Normah Newsletter - Issue No. 1 /2004

Introduction
Our kidneys are very important organs in our body. They are so important that God gave each one of us a spare kidney to begin life with. Majority of us have two kidneys in our body, but some of us are born only with one kidney. We only need one kidney to survive and to live a happy normal life. Each day our kidneys work continuously 24 hours to produce about 1.5 to 2.5 litres of urine (depends on how much fluid we drink per day). In so doing, our kidney functions to remove excess water from our body. The kidney also is a master chemist. It removes toxic waste products from the body and to maintain the body's delicate balance of various salt and acid such as sodium, potassium, calcium and phosphate.

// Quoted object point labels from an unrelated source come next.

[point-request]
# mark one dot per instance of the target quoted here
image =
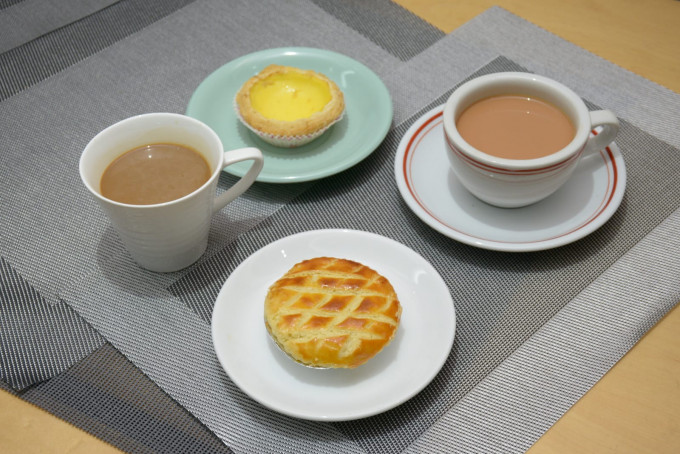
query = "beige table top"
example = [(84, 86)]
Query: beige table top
[(636, 406)]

There are many causes of kidney failure. However, diabetes and high blood pressure are by far the most common culprits of kidney failure in the whole world. The other less common causes include kidney stone, frequent urinary tract infection, kidney inflammation, drug such as pain killer medication and certain type of infection such as malaria.

Signs and symptoms of kidney failure vary individually. Not every patient with kidney failure has the same signs and symptoms. In the early stage of kidney failure, one may feel normal. As the disease progresses, one may feel fatigue, change in urination pattern such as frequent urination, and usually swelling of the hands and feet. At the stage of complete kidney failure (so called end-stage kidney failure), one may have nausea and vomiting, decreased appetite, lack of energy, itchy skin, decreased urine and often difficulty breathing. The only way to detect kidney failure early is to have regular medical checkup and to have urine and blood tested regularly.

Each year, approximately 2000 Malaysians suffered from end-stage kidney failure. The kidneys of end-stage kidney failure patient cannot perform the daily functions of removing toxic waste and excess water from the body. It also cannot maintain a delicate balance of salt and acid in the body. These result in accumulation of water and toxic waste, as well as salt and acid imbalance in the body. These consequences are incompatible with life. In order for the end-stage kidney failure patients to survive and have a normal life, they need to have kidney replacement therapy.

Kidney replacement therapy is needed when more than 90% of the kidney function is lost (so called end-stage kidney failure). There are three types of kidney replacement therapy, each designed to take over the partial or complete functions of the failed or nonfunctioning kidneys. The three types of therapy are Haemodialysis, Peritoneal Dialysis and Kidney Transplantation.

Haemodialysis
Dialysis is a treatment process that cleanses the blood by removing toxic waste products and excess water that accumulate in the body as a result of end-stage kidney failure. In haemodialysis (HD), this cleansing process is carried out with the help of a haemodialysis machine and a special filter called a dialyzer or an "artificial kidney" in layman term. Blood is drawn from the kidney failure patient via a specially created vein in the forearm known as arterio-venous fistula (AVF). The blood is then pumped through plastic tubing into the haemodialysis machine. There it passes through the dialyzer where the actual cleansing of the blood takes place. In the dialyzer, a membrane allows the blood to come in close contact with a cleansing solution called dialysate, which removes waste products and excess water from the blood. After cleansing, blood is then pumped through another plastic tubing and returns to the body via the same AVF in the forearm as meantioned above.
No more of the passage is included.